Chatter:
I guess this is going to be one of my first as well as entry level NLP projects. So, I’ll keep it SUPER short and to the point. Collect a bunch of pdfs you want the model to use,
1) make chunks and vectorize them 2) convert query to vector, find most similar vector (of chunk) and get the chunk 3) input to model: query, good chunks; output: answer
DONE! So let’s dive in. I promise you, the slow step is going to be collecting the pdfs!!!
Setups!
itemize
- data: put all pdfs in docs/
- accounts:
- openai {for embeddings and model}: get OPENAI_API_KEY
- pinecone {for vector database of chunks}: get PINECONE_API_KEY; create a new index with the name “
-chatbot", and choose 'text-embedding-3-small' as the vector model (dimension should be 1536) - fork this repo: https://github.com/VihaanAkshaay/Vihaan-chatbot-api
embed_pdfs.py: change index name in to “-chatbot" \ app.py: change prompt in generate_answer() from Vihaan Akshaay to " " wherever necessary - move docs/ to the forked repo
- create render account (to host the app) and open a new web service (choose this forked repo)
Steps!
0.1) create python env from requirements.txt
python -m venv venv \
source venv/bin/activate \
pip install -r requirements.txt
0.2) add OPENAI_API_KEY and PINECONE_API_KEY to your .zshrc file or .bashrc file to use it when you run the code.
export OPENAI_API_KEY="your_openai_api_key"
export PINECONE_API_KEY="your_pinecone_api_key"
1) run embed_pdfs.py
python embed_pdfs.py
What this does: - embeds all pdfs in data/ and saves the embeddings in data/embeddings/ - This particular code first chunks the pdfs, then uses “text-embedding-ada-002” to embed (ie create a vector to represent) each chunk to a pinecone vector database.

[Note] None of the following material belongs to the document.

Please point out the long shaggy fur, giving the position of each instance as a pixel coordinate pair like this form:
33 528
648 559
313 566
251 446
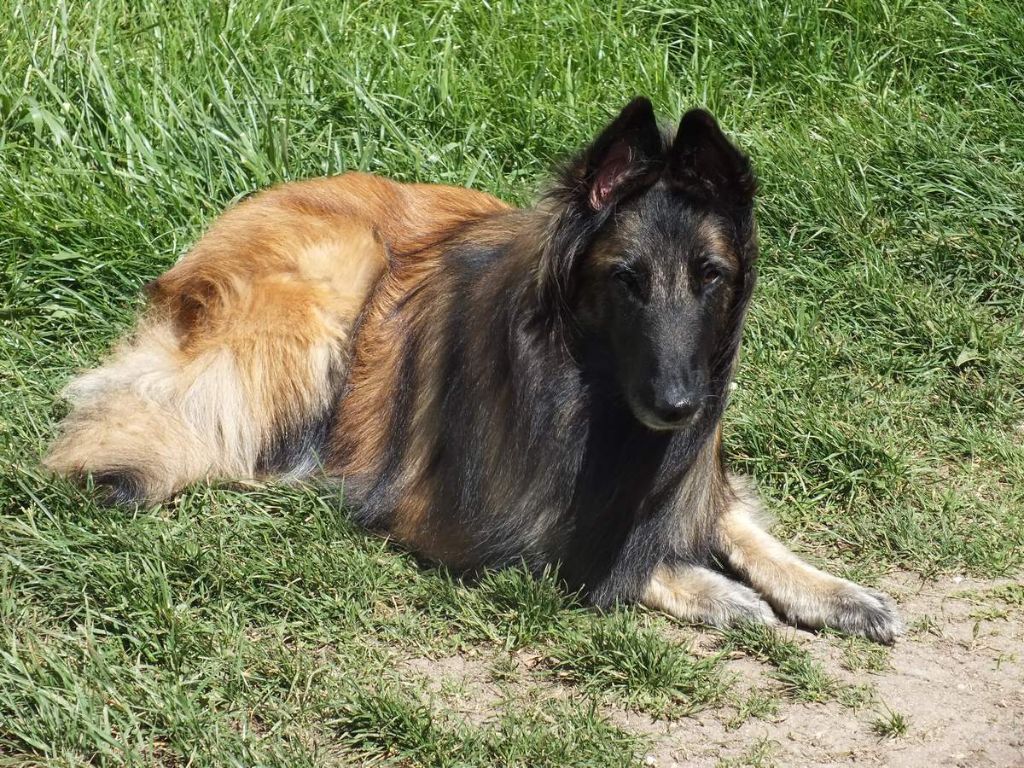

2) Create a render session - go to https://dashboard.render.com/ - create a new web service - connect to github repo (potentially your fork of https://github.com/VihaanAkshaay/Vihaan-chatbot-api) - set env variables (add your OPENAI_API_KEY and PINECONE_API_KEY to the environment variables on the render dashboard) - add built command: pip install -r requirements.txt
- add start command : uvicorn app:app --host=0.0.0.0 --port=8000
- add instance type: free - add region: us-east-1 - create session/deploy
What this does: - this acts as a host for the app, whenever you add a query, it will be sent to app here which is hosted on render. - the app will create a vector of your query and find the most similar vector in the pinecone vector database. - it will then use the most similar vector to retrieve the most relevant chunk from the pinecone vector database. - it will then add (augment) this chunk to the input of the model along with the query and ask the model to produce (generation) an answer. - THERE YOU GO! your chatbot (and probably your very first RAG application) is ready!
3) Test it out! - get the url of the app from the render dashboard - use the url to test the app (replace the example-api.onrender.com with your own url)
```
curl -X POST https://example-api.onrender.com/query \
-H "Content-Type: application/json" \
-d '{"query": "What can you do?"}'
```
- feel free to make a small chatbot on your own website and use this app as the backend!!!
Caution.
- This works bad, and definitely can be improved.
Example:
You: Does Vihaan know C++?
Agent: I don\’t have that information in my current knowledge.
You: Does he know C++?
Agent: Yes, Vihaan Akshaay is proficient in C++17.
So yeah, don’t expect this to impress the recruiter that’s checking your portfolio to be impressed so much, that they’ll be head over heels in love with you. But yes, once you have this pipeline setup, you can work on improving it. Good luck!